Ethereum Classic (ETC) experienced a significant surge in hash rate following Ethereum's transition to Proof-of-Stake (PoS), as displaced miners migrated their equipment to alternative networks. However, recent data reveals a sharp decline in ETC's mining activity, raising questions about its future performance.
Ethereum Classic Hash Rate Drops Nearly 50%
On September 16, Ethereum Classic's hash rate peaked at 199.4 TH/s, fueled by the exodus of Ethereum miners. This surge correlated with increased network usage and a temporary price rally.
Fast-forward three months, and ETC's hash rate has plummeted to 109.3 TH/s (as of December 22), marking a 50% decline. This downward trend reflects broader market conditions, including:
- Bearish crypto sentiment: Bitcoin's drop below $20,000 dragged down altcoins.
- Shifting miner focus: Networks like Litecoin and Dogecoin saw hash rate increases, while Ravencoin (another PoW beneficiary post-Ethereum Merge) also declined sharply.
👉 Why are miners switching away from ETC?
ETC Price Performance: A Rollercoaster Ride
ETC's price mirrored its hash rate volatility:
- Initial spike: Peaked above $42 post-Merge.
- Steep decline: Currently trading at $16.41 (a 68% drop since September 2022).
- Technical outlook: Prices linger below the 100-day moving average, signaling continued bearish pressure.
External factors like Dogecoin's hype (driven by Elon Musk's Twitter acquisition) further diverted miner and investor attention from ETC.
FAQs
Q: Why did ETC’s hash rate drop?
A: Declining investor interest, bear market conditions, and competition from other PoW networks like Dogecoin reduced mining activity.

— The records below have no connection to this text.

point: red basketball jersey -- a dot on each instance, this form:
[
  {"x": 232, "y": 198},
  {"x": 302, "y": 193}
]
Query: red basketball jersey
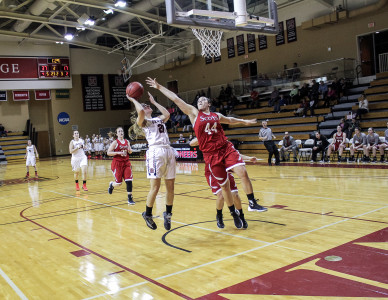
[
  {"x": 120, "y": 147},
  {"x": 208, "y": 129}
]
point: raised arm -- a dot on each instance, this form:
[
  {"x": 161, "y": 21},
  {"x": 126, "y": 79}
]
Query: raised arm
[
  {"x": 139, "y": 109},
  {"x": 165, "y": 114},
  {"x": 187, "y": 109}
]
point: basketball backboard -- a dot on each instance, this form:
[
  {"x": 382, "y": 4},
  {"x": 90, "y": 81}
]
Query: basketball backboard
[{"x": 225, "y": 15}]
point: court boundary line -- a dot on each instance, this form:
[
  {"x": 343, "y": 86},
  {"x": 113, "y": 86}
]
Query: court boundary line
[{"x": 13, "y": 285}]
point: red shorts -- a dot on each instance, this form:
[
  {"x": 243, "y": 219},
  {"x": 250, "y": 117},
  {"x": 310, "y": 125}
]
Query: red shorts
[
  {"x": 214, "y": 185},
  {"x": 122, "y": 169},
  {"x": 225, "y": 159}
]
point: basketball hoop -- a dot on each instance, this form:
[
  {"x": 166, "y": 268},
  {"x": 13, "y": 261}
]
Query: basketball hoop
[{"x": 210, "y": 41}]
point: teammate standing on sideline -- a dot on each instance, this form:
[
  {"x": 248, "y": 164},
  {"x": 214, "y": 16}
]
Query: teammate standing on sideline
[
  {"x": 217, "y": 151},
  {"x": 267, "y": 137},
  {"x": 30, "y": 157},
  {"x": 121, "y": 166},
  {"x": 79, "y": 161},
  {"x": 160, "y": 157}
]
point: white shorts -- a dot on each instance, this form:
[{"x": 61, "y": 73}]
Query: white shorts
[
  {"x": 78, "y": 162},
  {"x": 160, "y": 162},
  {"x": 31, "y": 161}
]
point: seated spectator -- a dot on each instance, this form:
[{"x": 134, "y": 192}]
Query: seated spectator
[
  {"x": 288, "y": 144},
  {"x": 181, "y": 139},
  {"x": 338, "y": 144},
  {"x": 278, "y": 104},
  {"x": 359, "y": 142},
  {"x": 3, "y": 133},
  {"x": 302, "y": 107},
  {"x": 363, "y": 107},
  {"x": 294, "y": 94},
  {"x": 320, "y": 145},
  {"x": 274, "y": 97},
  {"x": 372, "y": 142}
]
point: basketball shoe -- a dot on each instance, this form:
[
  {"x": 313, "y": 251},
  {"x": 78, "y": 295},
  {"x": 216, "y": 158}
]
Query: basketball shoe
[{"x": 149, "y": 221}]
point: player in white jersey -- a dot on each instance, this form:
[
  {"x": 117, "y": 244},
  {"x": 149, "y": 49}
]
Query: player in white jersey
[
  {"x": 79, "y": 161},
  {"x": 160, "y": 155},
  {"x": 30, "y": 157}
]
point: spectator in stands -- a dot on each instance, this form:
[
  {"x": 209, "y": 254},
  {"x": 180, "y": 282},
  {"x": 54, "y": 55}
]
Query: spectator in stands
[
  {"x": 294, "y": 94},
  {"x": 181, "y": 139},
  {"x": 267, "y": 137},
  {"x": 302, "y": 107},
  {"x": 363, "y": 106},
  {"x": 288, "y": 144},
  {"x": 372, "y": 141},
  {"x": 323, "y": 90},
  {"x": 338, "y": 144},
  {"x": 295, "y": 71},
  {"x": 274, "y": 97},
  {"x": 320, "y": 145},
  {"x": 331, "y": 97},
  {"x": 304, "y": 91},
  {"x": 278, "y": 104},
  {"x": 3, "y": 133},
  {"x": 358, "y": 142}
]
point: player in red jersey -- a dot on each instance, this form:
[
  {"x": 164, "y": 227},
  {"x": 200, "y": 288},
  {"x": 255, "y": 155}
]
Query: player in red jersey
[
  {"x": 219, "y": 154},
  {"x": 338, "y": 144},
  {"x": 121, "y": 166}
]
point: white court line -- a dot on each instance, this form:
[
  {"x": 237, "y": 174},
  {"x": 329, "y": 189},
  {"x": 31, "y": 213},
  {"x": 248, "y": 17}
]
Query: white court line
[
  {"x": 13, "y": 286},
  {"x": 244, "y": 252}
]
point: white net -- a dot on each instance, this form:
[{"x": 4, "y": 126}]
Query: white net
[{"x": 210, "y": 41}]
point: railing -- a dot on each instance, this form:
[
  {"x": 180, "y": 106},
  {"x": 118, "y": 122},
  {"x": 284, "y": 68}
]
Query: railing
[{"x": 383, "y": 62}]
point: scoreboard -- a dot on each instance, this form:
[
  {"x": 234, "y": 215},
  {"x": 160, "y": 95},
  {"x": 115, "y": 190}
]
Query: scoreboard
[{"x": 53, "y": 68}]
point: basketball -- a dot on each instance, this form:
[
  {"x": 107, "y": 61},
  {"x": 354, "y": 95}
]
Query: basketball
[{"x": 135, "y": 90}]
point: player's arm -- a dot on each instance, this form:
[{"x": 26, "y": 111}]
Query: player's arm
[
  {"x": 111, "y": 149},
  {"x": 165, "y": 114},
  {"x": 139, "y": 109},
  {"x": 231, "y": 120},
  {"x": 187, "y": 109}
]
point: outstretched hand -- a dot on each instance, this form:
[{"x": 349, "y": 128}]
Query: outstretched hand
[
  {"x": 152, "y": 100},
  {"x": 152, "y": 82}
]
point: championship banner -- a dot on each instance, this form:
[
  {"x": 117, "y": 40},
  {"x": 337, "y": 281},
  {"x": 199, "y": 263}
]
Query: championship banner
[
  {"x": 93, "y": 92},
  {"x": 118, "y": 98},
  {"x": 42, "y": 95},
  {"x": 3, "y": 95},
  {"x": 251, "y": 42},
  {"x": 263, "y": 42},
  {"x": 230, "y": 47},
  {"x": 240, "y": 45},
  {"x": 21, "y": 95},
  {"x": 280, "y": 36},
  {"x": 291, "y": 30}
]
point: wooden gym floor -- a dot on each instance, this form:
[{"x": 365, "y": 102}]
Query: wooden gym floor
[{"x": 324, "y": 236}]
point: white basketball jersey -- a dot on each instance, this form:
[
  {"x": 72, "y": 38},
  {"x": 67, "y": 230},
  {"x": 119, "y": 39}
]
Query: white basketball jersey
[
  {"x": 77, "y": 144},
  {"x": 156, "y": 132},
  {"x": 30, "y": 151}
]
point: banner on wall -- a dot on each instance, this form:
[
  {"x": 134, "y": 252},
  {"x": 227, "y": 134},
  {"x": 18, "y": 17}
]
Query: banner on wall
[
  {"x": 3, "y": 95},
  {"x": 117, "y": 87},
  {"x": 21, "y": 95},
  {"x": 251, "y": 38},
  {"x": 42, "y": 95},
  {"x": 230, "y": 47},
  {"x": 240, "y": 44},
  {"x": 93, "y": 92},
  {"x": 263, "y": 42},
  {"x": 291, "y": 30},
  {"x": 280, "y": 36}
]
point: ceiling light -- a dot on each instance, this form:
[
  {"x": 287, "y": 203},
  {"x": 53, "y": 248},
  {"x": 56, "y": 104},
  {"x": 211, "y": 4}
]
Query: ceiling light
[
  {"x": 120, "y": 3},
  {"x": 69, "y": 36}
]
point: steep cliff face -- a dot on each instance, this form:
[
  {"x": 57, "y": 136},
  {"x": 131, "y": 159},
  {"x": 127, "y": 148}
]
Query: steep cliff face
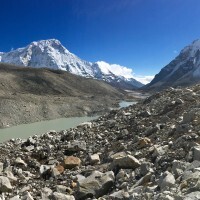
[{"x": 183, "y": 70}]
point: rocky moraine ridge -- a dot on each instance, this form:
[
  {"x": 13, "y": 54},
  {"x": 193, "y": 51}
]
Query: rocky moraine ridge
[{"x": 146, "y": 151}]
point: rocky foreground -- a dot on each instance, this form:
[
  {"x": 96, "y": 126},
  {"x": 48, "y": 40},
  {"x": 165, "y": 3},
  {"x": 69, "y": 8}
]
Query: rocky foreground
[{"x": 146, "y": 151}]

Q: Will ETC’s price recover?
A: Recovery depends on broader crypto market trends and renewed network utility. Current technical indicators remain bearish.
Q: How does ETC differ from Ethereum post-Merge?

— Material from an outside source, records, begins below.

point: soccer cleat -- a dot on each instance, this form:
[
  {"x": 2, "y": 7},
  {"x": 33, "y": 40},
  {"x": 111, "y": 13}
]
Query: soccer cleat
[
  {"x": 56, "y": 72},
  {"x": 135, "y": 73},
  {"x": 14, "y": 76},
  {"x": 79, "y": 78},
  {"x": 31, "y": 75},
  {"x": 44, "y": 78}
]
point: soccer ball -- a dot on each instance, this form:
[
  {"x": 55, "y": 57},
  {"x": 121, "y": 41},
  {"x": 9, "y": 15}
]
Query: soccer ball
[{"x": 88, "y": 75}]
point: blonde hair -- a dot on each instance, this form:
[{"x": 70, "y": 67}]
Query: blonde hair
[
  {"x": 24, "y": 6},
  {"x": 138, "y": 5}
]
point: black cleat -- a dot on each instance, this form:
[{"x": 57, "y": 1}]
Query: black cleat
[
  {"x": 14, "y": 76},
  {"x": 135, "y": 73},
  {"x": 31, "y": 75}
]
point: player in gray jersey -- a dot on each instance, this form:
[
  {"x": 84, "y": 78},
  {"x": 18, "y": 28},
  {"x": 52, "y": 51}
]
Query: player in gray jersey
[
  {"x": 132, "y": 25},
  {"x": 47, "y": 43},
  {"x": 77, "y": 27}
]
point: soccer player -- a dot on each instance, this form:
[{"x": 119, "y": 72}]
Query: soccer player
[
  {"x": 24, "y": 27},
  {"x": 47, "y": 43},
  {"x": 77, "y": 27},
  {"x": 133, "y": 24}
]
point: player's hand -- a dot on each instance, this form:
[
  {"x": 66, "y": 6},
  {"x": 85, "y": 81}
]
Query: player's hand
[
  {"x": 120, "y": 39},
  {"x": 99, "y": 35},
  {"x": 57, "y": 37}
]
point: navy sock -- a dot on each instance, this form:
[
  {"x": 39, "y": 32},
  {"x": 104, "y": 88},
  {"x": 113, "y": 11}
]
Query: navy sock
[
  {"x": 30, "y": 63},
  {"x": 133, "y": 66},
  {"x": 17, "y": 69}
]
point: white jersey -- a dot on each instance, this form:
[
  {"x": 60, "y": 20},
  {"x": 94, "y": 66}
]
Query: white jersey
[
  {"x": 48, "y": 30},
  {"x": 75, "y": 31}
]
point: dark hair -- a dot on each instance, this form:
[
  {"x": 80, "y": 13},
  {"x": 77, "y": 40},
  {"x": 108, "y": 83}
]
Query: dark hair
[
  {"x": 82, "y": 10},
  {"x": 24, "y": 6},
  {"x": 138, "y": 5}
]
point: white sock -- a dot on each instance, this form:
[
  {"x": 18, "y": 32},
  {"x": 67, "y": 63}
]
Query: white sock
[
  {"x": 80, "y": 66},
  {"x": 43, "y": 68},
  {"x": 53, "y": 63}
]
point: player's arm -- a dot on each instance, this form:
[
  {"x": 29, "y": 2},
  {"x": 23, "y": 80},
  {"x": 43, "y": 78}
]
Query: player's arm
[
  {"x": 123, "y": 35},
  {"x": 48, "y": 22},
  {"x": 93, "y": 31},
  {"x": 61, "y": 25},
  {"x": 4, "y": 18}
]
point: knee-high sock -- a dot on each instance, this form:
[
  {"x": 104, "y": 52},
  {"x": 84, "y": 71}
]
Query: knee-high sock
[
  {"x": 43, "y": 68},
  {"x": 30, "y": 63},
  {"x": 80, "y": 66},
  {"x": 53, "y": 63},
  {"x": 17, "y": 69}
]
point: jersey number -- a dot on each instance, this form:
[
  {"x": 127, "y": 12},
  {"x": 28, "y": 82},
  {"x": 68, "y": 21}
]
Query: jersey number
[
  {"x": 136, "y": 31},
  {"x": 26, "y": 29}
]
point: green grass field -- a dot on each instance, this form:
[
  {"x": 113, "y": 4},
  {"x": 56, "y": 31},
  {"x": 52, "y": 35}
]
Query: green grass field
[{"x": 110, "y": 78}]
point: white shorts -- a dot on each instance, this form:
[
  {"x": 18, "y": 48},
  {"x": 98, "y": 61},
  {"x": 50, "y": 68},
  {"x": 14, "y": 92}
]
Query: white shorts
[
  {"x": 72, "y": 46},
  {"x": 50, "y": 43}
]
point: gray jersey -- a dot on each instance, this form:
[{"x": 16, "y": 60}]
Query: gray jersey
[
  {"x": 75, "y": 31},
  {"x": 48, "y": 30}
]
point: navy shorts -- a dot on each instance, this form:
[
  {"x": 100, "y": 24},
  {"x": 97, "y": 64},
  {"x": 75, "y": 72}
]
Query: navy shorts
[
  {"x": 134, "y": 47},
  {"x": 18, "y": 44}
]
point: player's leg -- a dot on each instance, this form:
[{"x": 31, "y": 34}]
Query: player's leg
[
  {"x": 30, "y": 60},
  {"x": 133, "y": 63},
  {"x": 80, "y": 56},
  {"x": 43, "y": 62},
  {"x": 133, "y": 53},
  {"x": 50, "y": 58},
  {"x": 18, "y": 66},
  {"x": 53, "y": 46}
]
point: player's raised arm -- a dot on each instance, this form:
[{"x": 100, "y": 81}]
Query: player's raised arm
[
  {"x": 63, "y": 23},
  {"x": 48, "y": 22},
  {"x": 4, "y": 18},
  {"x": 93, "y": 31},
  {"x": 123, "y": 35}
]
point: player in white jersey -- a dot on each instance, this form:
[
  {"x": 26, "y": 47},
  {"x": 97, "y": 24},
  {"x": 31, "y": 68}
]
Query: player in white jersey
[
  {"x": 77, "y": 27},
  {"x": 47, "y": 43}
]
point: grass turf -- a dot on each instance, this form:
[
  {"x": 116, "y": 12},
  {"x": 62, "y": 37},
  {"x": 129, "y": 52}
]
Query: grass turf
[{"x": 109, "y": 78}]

A: ETC retains Proof-of-Work, appealing to GPU miners displaced by Ethereum’s PoS transition.
👉 Explore PoW alternatives to Ethereum
Key Takeaways
- ETC’s hash rate correction reflects natural market adjustments post-Merge.
- Price stability hinges on regained miner interest and broader crypto adoption.
- Investors should monitor network upgrades and macroeconomic factors influencing PoW viability.